Assassination in Beirut

I posted an earlier version of this piece on Saturday. However, some readers were confused that the earlier post was combined with some other thoughts on the NSA. So, paying heed to developments from over the weekend, here's an updated new post without the NSA material!

         Friday's bombing in Beirut was almost certainly the work of the Syrian GSD and/or Hizballah. I make that argument based on three factors. 

1) Hizballah is under extraordinary physical and political pressure inside Lebanon. The group is thus desperate to reassert its domestic power-perception position. Because of Chatah's symbolic representation of the March 14 bloc and his well known association with the Hariris, he offered an opportune target from which Hizballah could broadcast their overarching message - 'we are prepared to wash the streets with blood in order to maintain our power'. Let's be clear, this is political terrorism in its most unambiguous form.

2) The Special Tribunal for Lebanon (established to investigate the Hariri assassination and a number of other attacks) will shortly begin its trial (in absentia) of a number of Hizballah operatives. Those accused include Mustafa Badr al-Din (the suspected head of Hizballah's foreign operations directorate)*. In this regard, Chatah's assassination was likely intended to send another basic message to the international community - Hizballah will not acquiesce to outside pressure.

3) The Lebanese Hizballah has a long history of engaging in assassinations against its political opponents. Further, the Syrian Civil War provides abundant proof that the group has little compunction about massacring anyone who stands in their way (a truth that I once underestimated). As SOP, Hizballah denies any responsibility for these kind of atrocities. Still, their record is transparent.

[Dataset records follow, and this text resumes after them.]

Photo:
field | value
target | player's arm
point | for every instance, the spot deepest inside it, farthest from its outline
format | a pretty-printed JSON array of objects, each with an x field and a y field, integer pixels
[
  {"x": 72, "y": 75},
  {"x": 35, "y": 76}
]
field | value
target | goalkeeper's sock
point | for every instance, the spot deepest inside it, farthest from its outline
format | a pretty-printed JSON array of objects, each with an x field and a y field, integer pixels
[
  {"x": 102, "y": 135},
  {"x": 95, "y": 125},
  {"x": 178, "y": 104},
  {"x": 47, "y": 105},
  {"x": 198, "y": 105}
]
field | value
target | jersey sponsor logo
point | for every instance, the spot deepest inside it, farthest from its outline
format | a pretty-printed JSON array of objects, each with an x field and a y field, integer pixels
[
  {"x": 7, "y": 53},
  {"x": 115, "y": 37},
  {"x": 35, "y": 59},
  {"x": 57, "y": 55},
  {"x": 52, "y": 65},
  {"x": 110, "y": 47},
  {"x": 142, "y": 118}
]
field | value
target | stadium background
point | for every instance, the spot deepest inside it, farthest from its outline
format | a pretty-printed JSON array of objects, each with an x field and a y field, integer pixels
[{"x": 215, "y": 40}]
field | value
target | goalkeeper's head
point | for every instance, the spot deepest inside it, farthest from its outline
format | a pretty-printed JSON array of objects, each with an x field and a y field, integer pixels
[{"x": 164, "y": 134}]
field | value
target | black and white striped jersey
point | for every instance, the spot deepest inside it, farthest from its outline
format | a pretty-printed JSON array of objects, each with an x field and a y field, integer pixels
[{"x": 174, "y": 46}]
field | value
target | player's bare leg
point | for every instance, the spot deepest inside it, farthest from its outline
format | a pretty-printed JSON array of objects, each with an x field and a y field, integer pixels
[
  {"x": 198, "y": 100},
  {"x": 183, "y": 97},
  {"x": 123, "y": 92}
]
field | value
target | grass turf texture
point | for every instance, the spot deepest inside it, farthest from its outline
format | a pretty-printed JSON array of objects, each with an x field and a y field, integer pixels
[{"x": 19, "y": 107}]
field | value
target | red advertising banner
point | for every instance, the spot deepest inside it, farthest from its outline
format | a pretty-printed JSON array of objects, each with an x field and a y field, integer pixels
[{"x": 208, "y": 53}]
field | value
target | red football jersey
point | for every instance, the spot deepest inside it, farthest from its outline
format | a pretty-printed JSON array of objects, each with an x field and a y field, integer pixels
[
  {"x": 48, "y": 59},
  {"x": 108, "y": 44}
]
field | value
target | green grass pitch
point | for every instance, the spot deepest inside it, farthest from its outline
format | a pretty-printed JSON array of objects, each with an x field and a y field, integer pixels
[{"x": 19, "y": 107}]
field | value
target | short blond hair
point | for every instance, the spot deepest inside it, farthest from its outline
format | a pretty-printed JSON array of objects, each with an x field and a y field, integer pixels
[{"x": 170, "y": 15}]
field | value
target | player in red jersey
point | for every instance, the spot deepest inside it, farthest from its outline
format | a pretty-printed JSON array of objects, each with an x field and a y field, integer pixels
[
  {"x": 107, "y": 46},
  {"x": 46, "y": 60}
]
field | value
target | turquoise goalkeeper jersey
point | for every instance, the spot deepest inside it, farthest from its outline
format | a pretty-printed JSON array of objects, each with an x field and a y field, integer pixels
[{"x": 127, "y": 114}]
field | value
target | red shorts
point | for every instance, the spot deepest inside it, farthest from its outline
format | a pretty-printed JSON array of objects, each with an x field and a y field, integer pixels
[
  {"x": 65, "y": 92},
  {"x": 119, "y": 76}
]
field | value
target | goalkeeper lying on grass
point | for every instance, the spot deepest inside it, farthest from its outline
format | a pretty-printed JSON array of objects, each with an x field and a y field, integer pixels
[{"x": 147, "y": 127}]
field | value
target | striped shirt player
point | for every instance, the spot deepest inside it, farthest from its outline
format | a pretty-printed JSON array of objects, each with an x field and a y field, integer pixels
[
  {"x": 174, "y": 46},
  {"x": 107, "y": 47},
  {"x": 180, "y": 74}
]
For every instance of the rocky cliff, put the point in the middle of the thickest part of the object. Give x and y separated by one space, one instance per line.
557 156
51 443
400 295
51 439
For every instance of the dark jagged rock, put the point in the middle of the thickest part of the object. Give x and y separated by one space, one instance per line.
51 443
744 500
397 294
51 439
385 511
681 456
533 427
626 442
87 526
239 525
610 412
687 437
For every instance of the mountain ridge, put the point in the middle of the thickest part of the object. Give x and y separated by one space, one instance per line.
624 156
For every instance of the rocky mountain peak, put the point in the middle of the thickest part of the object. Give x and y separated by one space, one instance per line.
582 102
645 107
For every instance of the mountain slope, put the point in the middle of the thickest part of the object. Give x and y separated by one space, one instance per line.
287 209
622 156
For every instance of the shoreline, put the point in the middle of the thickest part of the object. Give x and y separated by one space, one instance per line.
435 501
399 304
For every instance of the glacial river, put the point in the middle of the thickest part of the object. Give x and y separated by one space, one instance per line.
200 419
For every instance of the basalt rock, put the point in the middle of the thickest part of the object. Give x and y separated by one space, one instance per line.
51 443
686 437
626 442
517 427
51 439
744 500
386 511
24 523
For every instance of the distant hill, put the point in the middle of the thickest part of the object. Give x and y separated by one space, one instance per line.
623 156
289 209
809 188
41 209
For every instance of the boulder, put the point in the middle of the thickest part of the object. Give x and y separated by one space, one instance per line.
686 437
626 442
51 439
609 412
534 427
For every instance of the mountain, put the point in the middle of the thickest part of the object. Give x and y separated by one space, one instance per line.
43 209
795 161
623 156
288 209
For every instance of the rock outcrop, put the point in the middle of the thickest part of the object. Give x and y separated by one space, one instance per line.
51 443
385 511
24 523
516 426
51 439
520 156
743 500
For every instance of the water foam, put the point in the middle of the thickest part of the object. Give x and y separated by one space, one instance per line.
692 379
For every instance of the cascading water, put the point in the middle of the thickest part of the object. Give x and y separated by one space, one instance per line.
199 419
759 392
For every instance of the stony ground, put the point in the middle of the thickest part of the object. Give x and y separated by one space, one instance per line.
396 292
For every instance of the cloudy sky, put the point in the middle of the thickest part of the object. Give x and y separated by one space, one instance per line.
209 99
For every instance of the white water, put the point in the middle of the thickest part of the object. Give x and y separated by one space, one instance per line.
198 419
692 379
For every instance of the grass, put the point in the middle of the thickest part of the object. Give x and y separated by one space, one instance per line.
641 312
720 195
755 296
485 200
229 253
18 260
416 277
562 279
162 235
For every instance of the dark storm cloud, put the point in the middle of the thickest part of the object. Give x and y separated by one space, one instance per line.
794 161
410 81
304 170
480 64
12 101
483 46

                On a related note, it's critical that we pay heed to Siniora's evident fury (which reflects popular concerns) over what's just happened. In articulating that the March 14 bloc will push for restrictions on illegal arms, Siniora is (as the Daily Star notes) issuing a thinly veiled threat to Hizballah. In short, he's laying the foundations for a tougher counter-response. As a corollary, Saudi Arabia's grant of $3 billion to the Lebanese Army is surely designed to provide a counter-weight to Hizballah. The walls are closing. In further vein, it will be interesting to see how Michel Aoun reacts to this attack. Although he remains largely sympathetic to Hizballah, Aoun has also publicly flirted with the notion of a rapprochement with the Future Movement. Should Aoun decide to move towards Siniora/Hariri, even in a limited way, this assassination could cause major blowback for Hizballah. After all, it's hard to underestimate how much Hizballah relies upon Aoun; both for political support and cross-sectarian political cover.

*Interestingly, much of the evidence against Badr al-Din was garnered from cell phone intercepts. These may have been provided to the Tribunal by the NSA (Hizballah is a high priority collection target for the US Intelligence Community).